Bridging the Transparency Gap

How streamll Brings Observability to DSPy Applications

14 September 2024

In my work on AI systems in government, I kept running into the same problem: our applications could perform complex reasoning, but we had no visibility into how they arrived at their conclusions. Users would get an answer from the AI but no insight into the thought process behind it. For our internal assurance teams, this was a showstopper. They needed to understand the AI's decision-making, not just the final output.

We were using DSPy, which is great for building sophisticated AI pipelines with retrieval, reasoning, and generation steps. But DSPy modules are opaque by default. When a module is busy retrieving documents or working through a chain of thought, all that valuable context is hidden from the rest of the system.

I realised this was a fundamental architectural gap. In regulated environments like government, you can't have a monolithic AI system that processes sensitive data and interacts with users. You need clear boundaries between components, with the AI running in a secure, isolated environment. But users still need to understand what the AI is doing!

That's why I built streamll. It bridges this gap between DSPy and the rest of our infrastructure.
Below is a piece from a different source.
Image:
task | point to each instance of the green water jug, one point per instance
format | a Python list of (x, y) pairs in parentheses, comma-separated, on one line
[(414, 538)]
With streamll, you can surface the AI's intermediate reasoning steps and progress updates to your existing systems like Redis and RabbitMQ in real-time.

How it works

@streamll.instrument(stream_fields=["analysis"])
class DocumentAnalysis(dspy.Module):
    def __init__(self):
        self.retrieve = dspy.Retrieve(k=10)
        self.analyse = dspy.ChainOfThought("documents, query -> analysis")
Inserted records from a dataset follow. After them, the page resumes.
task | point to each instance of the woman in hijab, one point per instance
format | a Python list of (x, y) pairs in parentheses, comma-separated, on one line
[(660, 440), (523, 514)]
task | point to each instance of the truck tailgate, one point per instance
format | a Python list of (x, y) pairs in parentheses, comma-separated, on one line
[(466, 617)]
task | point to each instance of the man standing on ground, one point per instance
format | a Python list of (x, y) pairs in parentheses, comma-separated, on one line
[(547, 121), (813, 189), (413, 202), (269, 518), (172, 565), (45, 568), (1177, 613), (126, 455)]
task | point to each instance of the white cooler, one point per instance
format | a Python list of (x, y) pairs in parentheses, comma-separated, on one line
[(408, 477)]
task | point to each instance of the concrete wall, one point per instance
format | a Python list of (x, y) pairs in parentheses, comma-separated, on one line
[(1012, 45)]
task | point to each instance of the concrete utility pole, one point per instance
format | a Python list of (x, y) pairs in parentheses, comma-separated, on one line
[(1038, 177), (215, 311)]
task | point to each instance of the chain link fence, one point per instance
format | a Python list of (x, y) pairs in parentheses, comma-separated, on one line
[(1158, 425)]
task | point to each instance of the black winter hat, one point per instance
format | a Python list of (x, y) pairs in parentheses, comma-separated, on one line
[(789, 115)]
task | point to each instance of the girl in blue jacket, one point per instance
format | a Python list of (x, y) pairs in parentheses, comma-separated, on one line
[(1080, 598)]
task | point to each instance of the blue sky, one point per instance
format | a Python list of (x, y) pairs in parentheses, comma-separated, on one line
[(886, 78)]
    def forward(self, query):
        with streamll.trace("document_retrieval") as ctx:
            docs = self.retrieve(query)
            ctx.emit("records_found", data={
                "count": len(docs),
                "relevance_scores": [d.score for d in docs[:3]]
            })
        # This streams tokens as they're generated
        return self.analyse(documents=docs, query=query)
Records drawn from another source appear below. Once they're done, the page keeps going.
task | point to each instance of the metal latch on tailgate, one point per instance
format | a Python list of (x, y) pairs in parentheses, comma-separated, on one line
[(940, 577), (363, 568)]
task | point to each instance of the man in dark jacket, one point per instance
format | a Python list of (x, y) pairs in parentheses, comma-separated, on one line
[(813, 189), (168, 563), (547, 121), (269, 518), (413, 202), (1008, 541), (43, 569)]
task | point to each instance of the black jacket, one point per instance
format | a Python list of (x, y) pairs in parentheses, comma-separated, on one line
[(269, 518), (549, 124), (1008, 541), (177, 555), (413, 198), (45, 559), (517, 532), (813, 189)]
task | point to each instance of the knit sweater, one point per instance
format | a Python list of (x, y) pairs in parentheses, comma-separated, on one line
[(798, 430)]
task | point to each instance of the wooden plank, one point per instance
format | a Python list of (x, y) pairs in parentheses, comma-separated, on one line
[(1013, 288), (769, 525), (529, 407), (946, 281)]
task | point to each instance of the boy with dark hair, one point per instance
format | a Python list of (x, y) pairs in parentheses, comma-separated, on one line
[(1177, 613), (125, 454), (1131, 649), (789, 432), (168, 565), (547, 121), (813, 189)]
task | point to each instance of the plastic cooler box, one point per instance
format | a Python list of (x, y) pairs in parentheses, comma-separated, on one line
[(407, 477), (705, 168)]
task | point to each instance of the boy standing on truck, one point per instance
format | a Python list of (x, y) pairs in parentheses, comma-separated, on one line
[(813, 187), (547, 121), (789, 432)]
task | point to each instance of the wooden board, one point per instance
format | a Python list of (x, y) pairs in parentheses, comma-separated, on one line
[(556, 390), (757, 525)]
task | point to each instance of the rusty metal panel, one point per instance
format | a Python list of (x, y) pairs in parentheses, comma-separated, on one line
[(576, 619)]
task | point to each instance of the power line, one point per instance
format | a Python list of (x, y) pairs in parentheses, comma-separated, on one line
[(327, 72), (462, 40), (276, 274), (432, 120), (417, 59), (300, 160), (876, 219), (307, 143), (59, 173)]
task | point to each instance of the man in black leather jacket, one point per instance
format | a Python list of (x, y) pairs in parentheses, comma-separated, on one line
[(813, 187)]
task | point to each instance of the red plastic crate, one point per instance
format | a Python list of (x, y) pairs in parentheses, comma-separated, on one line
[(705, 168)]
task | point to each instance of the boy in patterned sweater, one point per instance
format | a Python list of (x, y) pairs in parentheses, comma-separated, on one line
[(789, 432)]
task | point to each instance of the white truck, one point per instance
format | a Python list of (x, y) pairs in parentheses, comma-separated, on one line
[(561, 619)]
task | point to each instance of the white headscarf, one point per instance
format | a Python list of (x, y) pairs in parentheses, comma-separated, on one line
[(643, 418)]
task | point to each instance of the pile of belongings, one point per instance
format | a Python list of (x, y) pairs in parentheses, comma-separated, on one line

In this example, the DSPy module is running in a secured environment, but it's using streamll to emit events about what it's doing, including real-time token-by-token updates as it generates the final analysis. The web application, which might be running in a completely different place, can receive these events over a message queue or WebSocket. So instead of just seeing a loading spinner, the user gets meaningful updates like "AI found 12 relevant documents" followed by the analysis output appearing word-by-word.

Under the hood

streamll handles several complex challenges:

It's deeply integrated with DSPy, so it can tap into both manual tracing (the streamll.trace context manager) and automatic callbacks from DSPy itself (lm.start, module.forward.end, etc.).
It uses a multi-layered context propagation system to correlate events, even across complex nested operations. This is how it keeps track of which events belong to which high-level operation.
It can emit events directly to production-grade systems like Redis streams and RabbitMQ queues—the same infrastructure you're already using for inter-service communication.
It handles the async/sync impedance mismatch, so you can use async event sinks even in synchronous DSPy code.

The hardest part was actually building this in a production-hardened way. Integrating with DSPy's evolving execution model, handling streaming edge cases, and bridging between async and sync code—it ended up being over 2000 lines of complex infrastructure code. But the end result is an @streamll.instrument decorator that "just works" and lets you focus on your actual application logic.

Why this matters

I'm open-sourcing streamll because I think this is a common problem. As AI systems get more sophisticated, we need better tools for making them observable and explainable. Regulators are (rightly) demanding more transparency, and users deserve to know what's happening behind the scenes.

streamll is my attempt to make this kind of observability accessible to everyone building AI applications with DSPy. It's not a perfect solution, but I hope it's a step in the right direction. And I'm excited to see what the community does with it!